Assim como nos seres humanos há substâncias duradouras, como os órgãos
vitais; e outras pertencentes à espécie, mas não aos seus indivíduos, como
os quatro humores, o mesmo ocorre com o universo: há substâncias
permanentes que mantêm o organismo, ou seja, a quintessência e as
partes que a constituem; e outras pertencentes à espécie, como os quatro
elementos e tudo o que é constituído por eles.

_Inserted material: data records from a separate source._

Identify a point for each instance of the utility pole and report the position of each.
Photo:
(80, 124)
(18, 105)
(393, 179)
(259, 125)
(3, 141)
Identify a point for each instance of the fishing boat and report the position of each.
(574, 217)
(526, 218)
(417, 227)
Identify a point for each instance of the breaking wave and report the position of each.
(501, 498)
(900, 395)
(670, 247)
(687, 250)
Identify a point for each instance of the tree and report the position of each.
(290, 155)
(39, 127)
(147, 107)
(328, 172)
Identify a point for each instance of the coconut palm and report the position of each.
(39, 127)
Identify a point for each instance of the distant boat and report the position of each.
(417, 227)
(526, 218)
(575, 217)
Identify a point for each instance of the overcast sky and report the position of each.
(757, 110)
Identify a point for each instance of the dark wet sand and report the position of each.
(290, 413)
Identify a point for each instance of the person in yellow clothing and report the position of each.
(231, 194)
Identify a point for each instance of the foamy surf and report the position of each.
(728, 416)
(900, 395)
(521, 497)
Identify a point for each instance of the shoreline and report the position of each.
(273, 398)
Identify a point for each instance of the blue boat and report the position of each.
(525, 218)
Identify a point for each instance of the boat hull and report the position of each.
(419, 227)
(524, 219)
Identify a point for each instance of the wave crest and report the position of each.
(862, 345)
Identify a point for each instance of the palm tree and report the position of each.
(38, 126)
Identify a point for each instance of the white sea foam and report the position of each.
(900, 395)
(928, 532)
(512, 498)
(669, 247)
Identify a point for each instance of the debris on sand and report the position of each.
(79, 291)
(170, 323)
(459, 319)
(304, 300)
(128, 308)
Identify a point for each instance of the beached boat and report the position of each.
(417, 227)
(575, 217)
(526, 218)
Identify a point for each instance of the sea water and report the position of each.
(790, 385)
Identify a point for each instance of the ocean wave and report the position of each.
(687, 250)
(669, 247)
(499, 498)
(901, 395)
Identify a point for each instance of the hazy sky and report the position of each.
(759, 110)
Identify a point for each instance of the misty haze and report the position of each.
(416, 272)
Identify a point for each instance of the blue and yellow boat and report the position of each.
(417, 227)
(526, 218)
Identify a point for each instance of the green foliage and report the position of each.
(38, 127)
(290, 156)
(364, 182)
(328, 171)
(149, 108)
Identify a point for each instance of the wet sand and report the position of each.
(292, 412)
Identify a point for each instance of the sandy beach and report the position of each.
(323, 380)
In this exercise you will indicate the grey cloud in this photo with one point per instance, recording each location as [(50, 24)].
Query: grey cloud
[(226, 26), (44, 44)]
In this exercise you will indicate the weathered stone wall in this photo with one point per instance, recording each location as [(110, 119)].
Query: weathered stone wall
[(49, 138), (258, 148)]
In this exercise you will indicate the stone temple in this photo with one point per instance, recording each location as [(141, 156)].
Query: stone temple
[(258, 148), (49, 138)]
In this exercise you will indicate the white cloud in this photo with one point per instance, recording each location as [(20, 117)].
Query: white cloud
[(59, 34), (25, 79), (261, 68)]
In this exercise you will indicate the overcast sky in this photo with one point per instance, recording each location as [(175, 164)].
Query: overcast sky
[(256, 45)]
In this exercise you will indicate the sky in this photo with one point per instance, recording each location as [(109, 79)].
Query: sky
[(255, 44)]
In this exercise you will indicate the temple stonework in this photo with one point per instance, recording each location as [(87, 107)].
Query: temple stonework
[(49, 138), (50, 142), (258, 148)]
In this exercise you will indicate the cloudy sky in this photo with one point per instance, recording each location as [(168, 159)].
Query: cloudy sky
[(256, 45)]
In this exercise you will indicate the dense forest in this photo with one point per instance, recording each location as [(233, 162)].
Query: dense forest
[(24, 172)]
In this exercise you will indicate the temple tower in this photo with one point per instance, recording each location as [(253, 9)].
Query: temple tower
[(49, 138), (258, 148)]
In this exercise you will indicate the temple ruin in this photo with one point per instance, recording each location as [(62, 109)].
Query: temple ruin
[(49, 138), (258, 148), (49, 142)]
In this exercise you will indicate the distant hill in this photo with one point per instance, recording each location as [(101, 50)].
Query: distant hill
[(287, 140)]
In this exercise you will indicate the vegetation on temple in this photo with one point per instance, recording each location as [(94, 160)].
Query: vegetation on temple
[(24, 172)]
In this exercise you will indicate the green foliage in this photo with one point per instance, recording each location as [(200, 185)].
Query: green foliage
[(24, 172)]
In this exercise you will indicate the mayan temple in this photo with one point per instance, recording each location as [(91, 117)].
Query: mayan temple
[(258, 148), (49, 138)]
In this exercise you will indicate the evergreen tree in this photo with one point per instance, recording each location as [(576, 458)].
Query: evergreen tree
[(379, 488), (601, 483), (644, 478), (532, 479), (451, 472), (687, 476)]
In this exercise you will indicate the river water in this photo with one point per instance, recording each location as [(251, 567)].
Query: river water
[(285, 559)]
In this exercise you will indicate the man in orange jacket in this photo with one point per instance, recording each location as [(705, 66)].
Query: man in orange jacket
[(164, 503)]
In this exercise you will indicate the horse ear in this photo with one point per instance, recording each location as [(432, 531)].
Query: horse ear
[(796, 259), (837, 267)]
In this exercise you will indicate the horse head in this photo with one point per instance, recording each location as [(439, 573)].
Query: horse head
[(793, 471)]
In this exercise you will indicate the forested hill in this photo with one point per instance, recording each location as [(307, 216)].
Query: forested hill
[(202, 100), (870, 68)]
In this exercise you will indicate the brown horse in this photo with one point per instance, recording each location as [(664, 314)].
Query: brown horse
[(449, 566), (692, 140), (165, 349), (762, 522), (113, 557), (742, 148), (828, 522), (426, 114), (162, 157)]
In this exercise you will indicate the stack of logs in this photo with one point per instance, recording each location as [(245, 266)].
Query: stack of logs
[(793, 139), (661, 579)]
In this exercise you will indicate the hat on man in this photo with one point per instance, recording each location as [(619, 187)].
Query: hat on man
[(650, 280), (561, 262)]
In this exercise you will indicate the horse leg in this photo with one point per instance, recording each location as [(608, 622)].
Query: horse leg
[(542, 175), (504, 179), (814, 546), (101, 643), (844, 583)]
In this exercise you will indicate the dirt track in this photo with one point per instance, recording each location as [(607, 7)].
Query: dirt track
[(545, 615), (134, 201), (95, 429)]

Da mesma forma que as forças que garantem o nascimento e a
sobrevivência de um ser humano são as mesmas que levam à sua
degeneração e morte, em todo o mundo transitório estas causas de geração
e degeneração são as mesmas.
Eis um exemplo: se admitíssemos que as quatro forças existentes no corpo
de cada ser que se alimenta — atração, retenção, digestão e excreção —
fossem forças inteligentes, capazes de realizar somente o necessário no
momento e na medida adequada, o ser humano se livraria de grandes
transtornos e muitas enfermidades.
Entretanto, como isso não é possível, uma vez que estas realizam funções
naturais sem pensar nem refletir e tampouco compreendem o que fazem,
por meio de suas ações necessariamente provocam doenças graves e
muitos transtornos, ainda que sejam instrumentos para o nascimento e
sobrevivência do ser humano por um determinado tempo.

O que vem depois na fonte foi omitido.